Ottawa- If there's any consensus here, it's that the still unexplained RCMP income trust intervention was the turning point in a 2006 election that sent Liberals packing and brought Conservatives to power. So why is there near silence about one scandal that changed everything and so much noise about another, the Chuck Cadman affair, that changed nothing?

It's a question that touches democracy's sustaining legitimacy and needs to be answered before voters again exercise the sovereign right to choose who leads them through what increasingly looks like a rough patch. Sadly, fear of political embarrassment and the search for partisan advantage are stifling curiosity and the need to know.

As David Herle wisely argued this week, every political party as well as every citizen shares an interest in exposing Giuliano Zaccardelli's shadowy actions to full daylight. Paul Martin's campaign co-chair put it this way: If the federal force can defeat one government, it can defeat them all.

The problem is the parties also have reasons to perpetuate ignorance. In effect, if not necessarily by intent, they are holding broad national concerns hostage to their narrow worries. Instead of obsessing over what or wasn't offered for Cadman's vote, they should be demanding that the defrocked commissioner fully explain his motivation for ensuring an RCMP criminal investigation became public in the heat of the winter campaign.

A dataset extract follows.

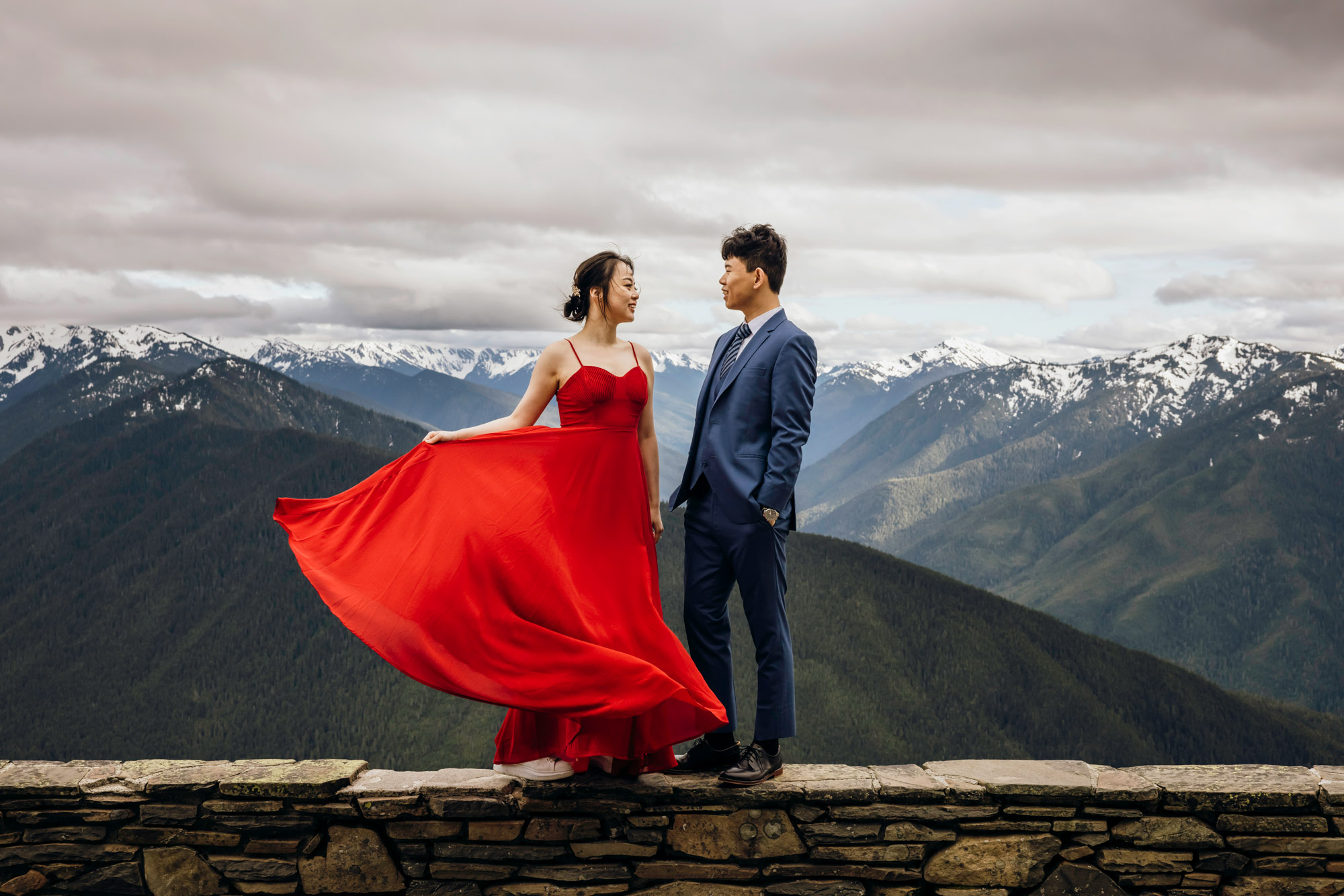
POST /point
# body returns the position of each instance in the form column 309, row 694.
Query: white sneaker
column 549, row 769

Zaccardelli's revealing refusal to co-operate with this week's public complaints report can't be left unchallenged. By not clarifying what happened and why, Zaccardelli is further eroding public trust in a crumbling icon while fuelling speculation that the force was settling old Liberal scores while making like-minded Conservatives come-from-behind winners.

Even by Ottawa standards, those theories are unusually toxic. They suggest Liberals, Conservatives and NDP prefer not to draw public attention to abuses more typical of Third World dictatorships than First World democracies.

Here's what's germinating in the space left by Zaccardelli's missing evidence. Liberals who lost the most are so fearful of picking scabs off old internal wounds that they prefer not to revisit events that can't be reversed. Conservatives who won the most don't want to raise the spectre of a victory that might not have been quite fair or square. And the left-tilting NDP wants to forget its role in bringing to power the most ideologically right-leaning party in our history.

Two threads bind those theories. One is that Zaccardelli, a Jean Chrétien appointment, seized the moment to skewer Martin for ordering inquiries into the Quebec sponsorship scheme and the Maher Arar affair that his Liberal predecessor resisted and badly damaged the RCMP. The other, strengthened by Stephen Harper's post-election visit to RCMP headquarters and budget generosity, holds that the force did what it could to elect a law-and-order government.

No self-respecting democracy can leave those hypotheses untested. If either is even partly true, Canada faces the threat of a politicized police force and the challenge of reforming a vital institution rotting from the top.

Urgency is added by a rapidly approaching election and by the risky Conservative decision to appoint a bureaucrat with old Tory ties to lead the RCMP. Canadians need quick and convincing proof the federal police force isn't so partisan that it can't be trusted to stay out of federal elections.